In just the past week, CAPE was sagely mentioned in both The New York Times and The Wall Street Journal. The Times called it “a conservative method” and used it to make the case that stocks are not particularly cheap at the moment. The Journal used it to make the argument that the market can be effectively timed, but left it to the reader to draw his own short-term conclusions.

I do not know that Prof. Shiller has ever gone so far as to advocate that people use CAPE to make investment decisions. In the context of his book Irrational Exuberance he uses it to make the smaller point that the market was objectively expensive at certain times just before it went down a lot, for example in 1929 and 1999. That may seem like a small issue to belabor, but academics feel a great burden to demonstrate that price movements are not entirely random. In other places (e.g. in this paper from 1996) Shiller does his best to warn people off relying on CAPE, saying that it “has to be interpreted with great caution” and that its observed predictive power could be “a chance relation with no significance.”

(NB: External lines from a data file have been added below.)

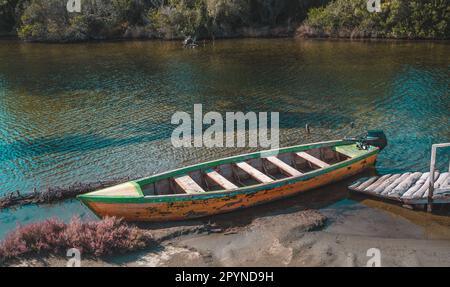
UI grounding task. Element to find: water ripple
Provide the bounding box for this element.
[0,39,448,196]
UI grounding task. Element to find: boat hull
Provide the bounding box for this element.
[81,154,377,221]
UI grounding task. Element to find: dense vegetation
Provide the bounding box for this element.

That predictive power is generally demonstrated by showing a high (negative) correlation between CAPE and subsequent 10 year stock market returns. In other words, when the market is more expensive as measured by CAPE than it has typically been in the past, it tends to do less well over the following decade. And when it is cheaper it tends to do better.

I have several objections to this, from both philosophical/theoretical and empirical/statistical points of view. Conceptually, I have difficulty with the idea of valuing any asset (or asset class) in a vacuum. Cheap or expensive is an inherently relative statement. A scheme that will tell us if stocks are a good or bad buy without any reference to the relative prices of other potential investments is more than a little suspect.

Moreover, valuing the market relative to its own history, that is, comparing the current price to the long-run average, implicitly makes the assumption that there exists some kind of true or natural price level for the stock market. That very well might be the case, but it is an awfully big assumption to bake into the analysis without further ado.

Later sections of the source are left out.